La ligne du Concile Vatican II
Près de soixante ans après la clôture du Concile Vatican II, son application reste un sujet brûlant dans le débat ecclésial, alors que les détracteurs ne manquent pas de le considérer comme la cause de la sécularisation de ces dernières décennies. Mgr Marchetto a des idées très claires sur les «trois étapes» à franchir pour rester «dans la ligne du Concile»: «La première étape consiste à connaître l'histoire le plus objectivement possible». Selon lui, au début, l'histoire a été écrite trop hâtivement, sans tenir compte du fait que des publications fondamentales manquaient, par exemple celles des organes directeurs du Concile. «Lorsque j'ai publié les mémoires du secrétaire général de Vatican II, Pericle Felici, la position de Paul VI, par exemple, dans l'intimité de ses relations avec le secrétaire lui-même, a été mieux comprise», affirme Mgr Marchetto. L'année dernière encore, le futur cardinal a supervisé la publication de nouveaux documents sur l'histoire du Concile, retrouvés dans les archives de la Secrétairerie d'État. «Paul VI, ajoute-t-il, a insisté sur le fait que tous les documents du Concile devaient être publiés, car ce n'est qu'ainsi que l'on peut aspirer à l'objectivité historique. Et aujourd'hui, nous avons certainement de nouvelles possibilités pour y parvenir».

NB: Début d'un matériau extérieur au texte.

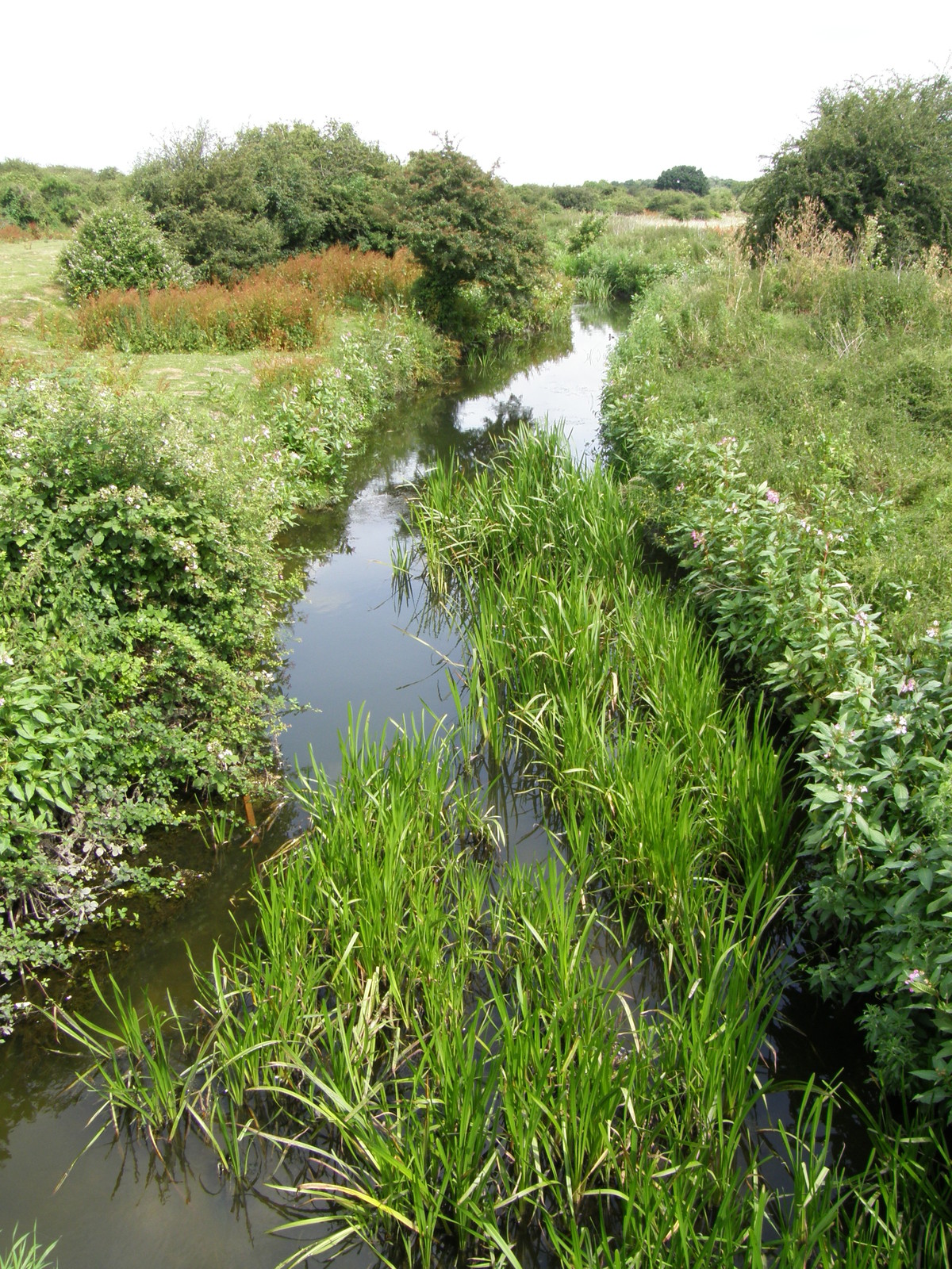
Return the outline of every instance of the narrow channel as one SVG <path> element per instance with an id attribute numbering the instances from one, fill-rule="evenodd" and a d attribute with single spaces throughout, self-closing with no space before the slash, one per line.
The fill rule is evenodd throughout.
<path id="1" fill-rule="evenodd" d="M 457 652 L 454 636 L 426 621 L 413 586 L 392 581 L 391 544 L 405 532 L 407 495 L 438 458 L 485 457 L 522 418 L 561 420 L 584 461 L 597 445 L 605 358 L 623 319 L 622 311 L 576 308 L 571 336 L 548 336 L 518 368 L 496 363 L 449 392 L 402 402 L 354 463 L 349 496 L 288 537 L 288 561 L 306 581 L 283 636 L 282 687 L 300 706 L 287 713 L 279 741 L 288 770 L 307 766 L 308 754 L 331 775 L 339 770 L 348 708 L 363 708 L 377 733 L 391 720 L 451 712 L 446 665 Z M 547 850 L 532 803 L 515 797 L 499 813 L 509 850 L 523 859 Z M 294 827 L 288 811 L 278 831 Z M 273 832 L 268 845 L 278 844 Z M 195 867 L 208 868 L 194 843 L 183 849 Z M 211 878 L 160 924 L 146 921 L 132 937 L 123 931 L 114 962 L 121 983 L 187 1000 L 187 948 L 199 966 L 208 963 L 215 940 L 227 938 L 241 916 L 248 876 L 246 854 L 225 851 Z M 65 1269 L 274 1269 L 291 1254 L 293 1244 L 268 1232 L 283 1220 L 273 1188 L 282 1176 L 270 1167 L 236 1197 L 194 1134 L 185 1157 L 169 1160 L 168 1169 L 146 1142 L 113 1141 L 110 1124 L 83 1154 L 99 1099 L 74 1086 L 77 1063 L 52 1052 L 52 1043 L 48 1029 L 25 1027 L 0 1046 L 0 1230 L 8 1239 L 14 1225 L 36 1225 L 42 1244 L 58 1240 Z M 369 1263 L 360 1251 L 343 1259 Z"/>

La continuité dans l'Église
Le deuxième pas à faire, selon Mgr Marchetto, est celui de l'herméneutique, c'est-à-dire l'interprétation du Concile, et de ce point de vue, il faut tenir compte de l’existence d’une «continuité dans l'Église». «Que prêchons-nous? Que témoignons-nous? L'Église de toujours, l'Église liée à Jésus-Christ, à l'Évangile, à la tradition», affirme l'archevêque qui admet «une évolution légitime». Et d’ajouter: «il y a le Magistère, et cela aussi doit être pris en compte». «Le Seigneur a confié l'Église aussi et surtout aux Apôtres. Et puis il y a saint Pierre et ses successeurs, l'évêque de Rome». Pour Agostino Marchetto, il ne s'agit pas d'une vision hiérarchique «pyramidale», mais d'une perspective de «collégialité» qui doit être prise en considération aux côtés de la «primauté».
Primauté et synodalité
Même la récente réunion de la Commission théologique mixte entre catholiques et orthodoxes qui s'est tenue à Alexandrie, explique l'archevêque, a mis l'accent sur la nécessité de maintenir ensemble «primauté et synodalité». «On ne peut pas séparer les deux, ajoute-t-il, c'est la beauté du catholicisme! […] Nous ne devons pas oublier que le génie du catholicisme est précisément la capacité d'assembler les choses. Si nous avons perdu cette conscience, nous devons la retrouver pour avoir une réalisation du Concile qui soit vraie et juste, qui conjugue cet effort de connaissance historique et en même temps le respect de notre vision théologique et ecclésiologique».
Étude et ministère
Le futur cardinal Agostino Marchetto affirme enfin avec simplicité que, même après avoir reçu la barrette cardinalice, il continuera la vie qu'il a toujours menée depuis sa retraite. «Je continuerai à étudier, à publier, mais aussi à exercer mon ministère bien sûr, parce que c'est juste, et parce qu'il y a peu de prêtres! Si on me dit ensuite qu’on attend quelque chose de spécifique de ma part, je serai très heureux de rendre à mon Église ce qu'elle m'a donné».